ACCC takes on Woolworths

woolworths

Updated

The ACCC has commenced legal action in the Federal Court against supermarket giant, Woolworths, alleging it breached Australian Consumer Law (ACL) by engaging in unconscionable conduct in dealings with a large number of its supermarket suppliers.

The ACCC alleges that in December 2014, Woolworths developed a strategy, approved by senior management, to urgently reduce Woolworths’ expected significant half year gross profit shortfall by December 31 2014.

It is alleged that one of the ways Woolworths sought to reduce its expected profit shortfall was to design a scheme, referred to as ‘Mind the Gap’ which sought payments from a group of 821 ‘Tier B’ suppliers.

The ACCC alleges Woolworths’ category managers and buyers contacted a large number of the Tier B suppliers and asked for payments that ranged from $4291 to $1.4 million, to “support” Woolworths. Not agreeing to a payment would be seen as not “supporting” Woolworths, the ACCC said in a statement.

The ACCC also alleges the requests were made in circumstances where Woolworths was in a substantially stronger bargaining position than the suppliers and did not have a pre-existing contractual entitlement to seek the payments.

According to the watchdog’s allegations, Woolworths sought approximately $60.2 million in Mind the Gap payments from the Tier B suppliers, expecting that while many suppliers would refuse to make a payment, some suppliers would agree. It is alleged that Woolworths ultimately captured approximately $18.1 million from these suppliers.

“A common concern raised by suppliers relates to arbitrary claims for payments outside of trading terms by major supermarket retailers,” ACCC chairman, Rod Sims, said. “It is difficult for suppliers to plan and budget for the operation of their businesses if they are subject to such ad hoc requests.”

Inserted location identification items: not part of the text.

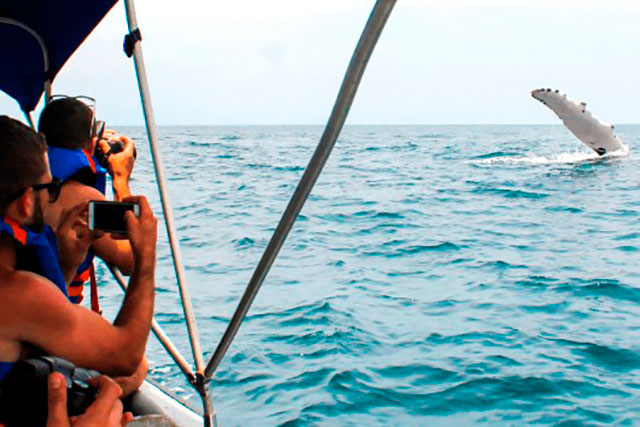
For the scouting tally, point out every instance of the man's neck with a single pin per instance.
(7, 252)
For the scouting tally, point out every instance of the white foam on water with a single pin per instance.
(574, 157)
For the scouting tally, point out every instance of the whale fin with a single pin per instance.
(589, 129)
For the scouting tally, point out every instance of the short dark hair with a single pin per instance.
(66, 123)
(22, 161)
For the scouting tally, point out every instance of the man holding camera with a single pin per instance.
(72, 134)
(35, 313)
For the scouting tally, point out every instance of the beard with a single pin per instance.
(37, 221)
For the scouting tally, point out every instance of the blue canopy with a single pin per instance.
(36, 39)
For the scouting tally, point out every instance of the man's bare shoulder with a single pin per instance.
(24, 295)
(74, 192)
(24, 286)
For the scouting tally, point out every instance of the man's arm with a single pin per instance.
(45, 318)
(120, 166)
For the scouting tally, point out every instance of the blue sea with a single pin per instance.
(438, 275)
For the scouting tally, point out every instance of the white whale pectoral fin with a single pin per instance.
(584, 125)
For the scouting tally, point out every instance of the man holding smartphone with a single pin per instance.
(72, 132)
(35, 313)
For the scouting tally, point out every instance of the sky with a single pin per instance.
(245, 62)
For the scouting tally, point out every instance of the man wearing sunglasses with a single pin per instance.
(35, 312)
(71, 130)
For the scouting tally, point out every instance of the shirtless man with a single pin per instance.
(34, 310)
(69, 127)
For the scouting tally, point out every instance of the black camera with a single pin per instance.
(23, 391)
(115, 147)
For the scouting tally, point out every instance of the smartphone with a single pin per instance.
(109, 216)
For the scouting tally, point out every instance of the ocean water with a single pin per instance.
(440, 275)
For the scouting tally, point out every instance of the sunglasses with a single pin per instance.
(97, 126)
(52, 187)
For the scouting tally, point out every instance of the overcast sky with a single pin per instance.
(438, 61)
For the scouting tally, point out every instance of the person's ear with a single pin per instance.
(26, 203)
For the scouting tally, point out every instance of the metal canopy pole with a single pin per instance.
(159, 333)
(359, 60)
(162, 187)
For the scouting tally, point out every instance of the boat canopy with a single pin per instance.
(37, 37)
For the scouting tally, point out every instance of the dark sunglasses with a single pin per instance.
(52, 187)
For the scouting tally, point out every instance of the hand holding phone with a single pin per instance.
(109, 216)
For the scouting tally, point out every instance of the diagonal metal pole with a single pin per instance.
(359, 60)
(162, 187)
(159, 333)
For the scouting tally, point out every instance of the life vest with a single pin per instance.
(36, 252)
(79, 165)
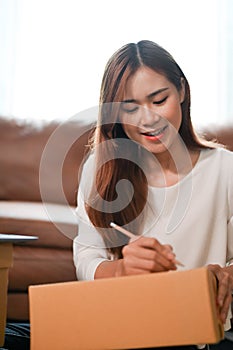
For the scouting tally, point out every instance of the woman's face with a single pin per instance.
(151, 110)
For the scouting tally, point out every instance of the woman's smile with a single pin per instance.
(155, 135)
(151, 110)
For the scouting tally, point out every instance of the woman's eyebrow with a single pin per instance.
(153, 94)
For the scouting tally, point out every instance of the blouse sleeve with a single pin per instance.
(88, 247)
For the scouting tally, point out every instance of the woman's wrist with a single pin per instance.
(119, 268)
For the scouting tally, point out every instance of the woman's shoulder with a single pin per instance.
(220, 153)
(218, 157)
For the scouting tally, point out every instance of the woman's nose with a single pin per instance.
(148, 117)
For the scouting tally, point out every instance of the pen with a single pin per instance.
(132, 235)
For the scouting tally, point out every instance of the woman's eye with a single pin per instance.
(160, 101)
(130, 110)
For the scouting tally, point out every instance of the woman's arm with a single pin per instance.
(143, 255)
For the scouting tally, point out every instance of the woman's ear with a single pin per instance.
(182, 90)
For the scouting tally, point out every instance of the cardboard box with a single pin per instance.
(6, 253)
(161, 309)
(6, 260)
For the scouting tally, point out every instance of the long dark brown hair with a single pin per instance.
(122, 65)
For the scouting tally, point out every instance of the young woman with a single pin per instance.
(149, 173)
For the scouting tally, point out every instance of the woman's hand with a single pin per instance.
(225, 287)
(145, 255)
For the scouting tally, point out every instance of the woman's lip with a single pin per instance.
(154, 137)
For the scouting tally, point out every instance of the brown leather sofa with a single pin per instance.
(40, 164)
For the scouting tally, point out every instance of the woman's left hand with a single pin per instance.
(225, 287)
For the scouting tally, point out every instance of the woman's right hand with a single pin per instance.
(145, 255)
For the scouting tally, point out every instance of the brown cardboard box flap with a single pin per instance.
(161, 309)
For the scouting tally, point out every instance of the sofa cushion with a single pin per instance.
(41, 157)
(55, 224)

“The alleged conduct by Woolworths came to the ACCC’s attention around the time when there was considerable publicity about the impending resolution of the ACCC’s Federal Court proceedings against Coles Supermarkets for engaging in unconscionable conduct against its suppliers,” Sims said.

“Of course, the allegations against Woolworths are separate and distinct from the Coles case.”

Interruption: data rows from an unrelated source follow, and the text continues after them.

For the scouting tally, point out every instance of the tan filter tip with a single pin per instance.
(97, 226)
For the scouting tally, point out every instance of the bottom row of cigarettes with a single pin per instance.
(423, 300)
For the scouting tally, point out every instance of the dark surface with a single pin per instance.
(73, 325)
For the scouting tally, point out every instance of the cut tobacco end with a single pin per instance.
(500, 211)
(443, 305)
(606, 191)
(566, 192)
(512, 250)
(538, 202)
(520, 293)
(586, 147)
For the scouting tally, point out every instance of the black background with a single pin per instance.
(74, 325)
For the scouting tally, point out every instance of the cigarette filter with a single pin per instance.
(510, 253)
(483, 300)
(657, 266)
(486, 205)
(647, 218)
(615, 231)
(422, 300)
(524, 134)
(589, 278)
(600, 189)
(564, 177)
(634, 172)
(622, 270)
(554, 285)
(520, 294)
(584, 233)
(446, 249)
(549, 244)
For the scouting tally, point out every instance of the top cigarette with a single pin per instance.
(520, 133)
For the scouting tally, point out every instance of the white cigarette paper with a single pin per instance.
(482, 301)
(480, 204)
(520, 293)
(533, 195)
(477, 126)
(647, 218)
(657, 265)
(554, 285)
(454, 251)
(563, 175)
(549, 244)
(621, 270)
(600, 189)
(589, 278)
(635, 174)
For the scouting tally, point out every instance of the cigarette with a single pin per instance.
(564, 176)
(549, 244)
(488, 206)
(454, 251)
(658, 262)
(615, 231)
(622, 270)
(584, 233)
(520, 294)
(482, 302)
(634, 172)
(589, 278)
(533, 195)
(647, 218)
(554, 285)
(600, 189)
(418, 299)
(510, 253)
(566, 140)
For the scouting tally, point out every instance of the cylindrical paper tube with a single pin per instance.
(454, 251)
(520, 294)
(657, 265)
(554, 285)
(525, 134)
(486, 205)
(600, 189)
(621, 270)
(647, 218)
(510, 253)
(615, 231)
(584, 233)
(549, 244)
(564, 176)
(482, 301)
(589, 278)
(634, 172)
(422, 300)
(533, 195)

Last year Coles was found to have engaged in unconscionable conduct towards a group of ‘Tier 3′ suppliers after an ACCC investigation. The supermarket paid more than $10 million in fines and agreed to refund suppliers $12 million.

The ACCC is seeking injunctions, including an order requiring the full refund of the amounts paid by suppliers under the Mind the Gap scheme, a pecuniary penalty, a declaration, and costs. The first Directions Hearing is set for February 1, 2016.

Woolworths responds
Woolworths said it is reviewing the claims.

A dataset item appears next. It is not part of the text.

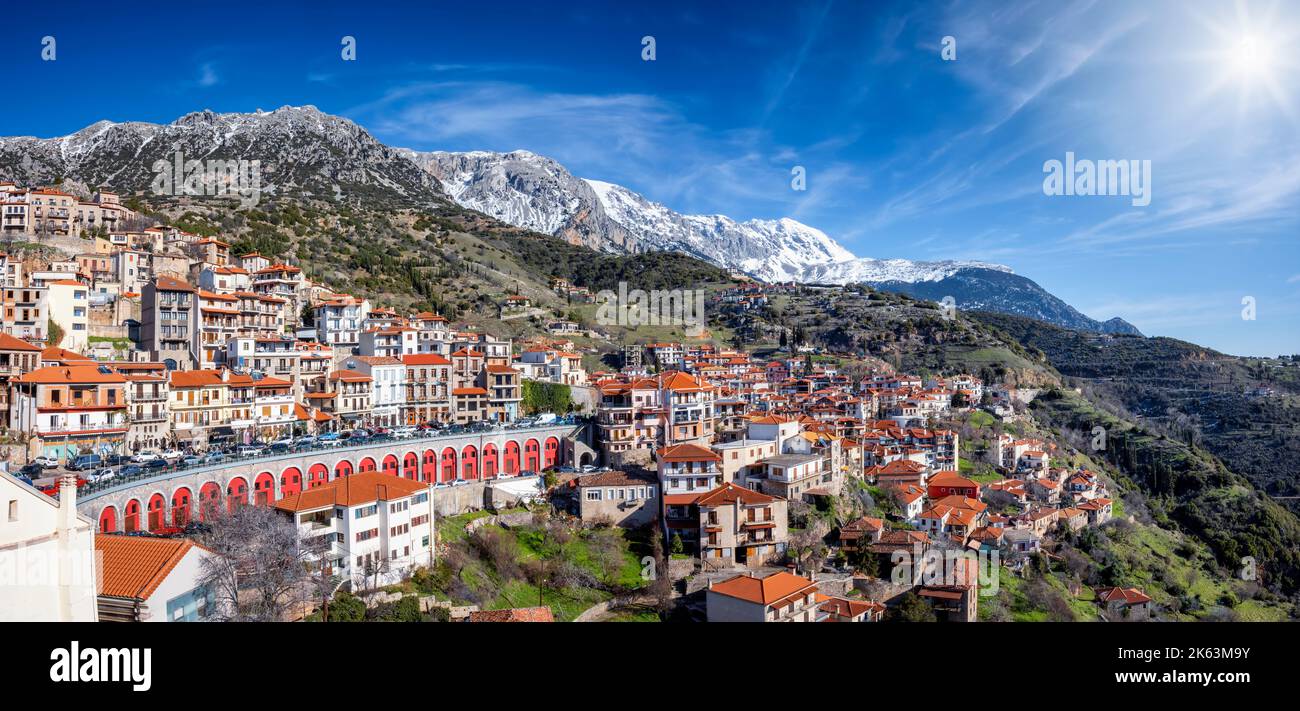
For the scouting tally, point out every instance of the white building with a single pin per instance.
(378, 527)
(47, 555)
(388, 386)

“Woolworths has been fully cooperating with the ACCC during the course of the investigation over the last year,” Woolworths said in a statement.

“We believe our conduct was consistent with Australian and international industry practice to engage regularly with suppliers over product and category performance.

“Woolworths believes in working cooperatively with suppliers. Woolworths was the first major supermarket to agree to sign the Grocery Code of Conduct and is currently implementing the Code across its business.”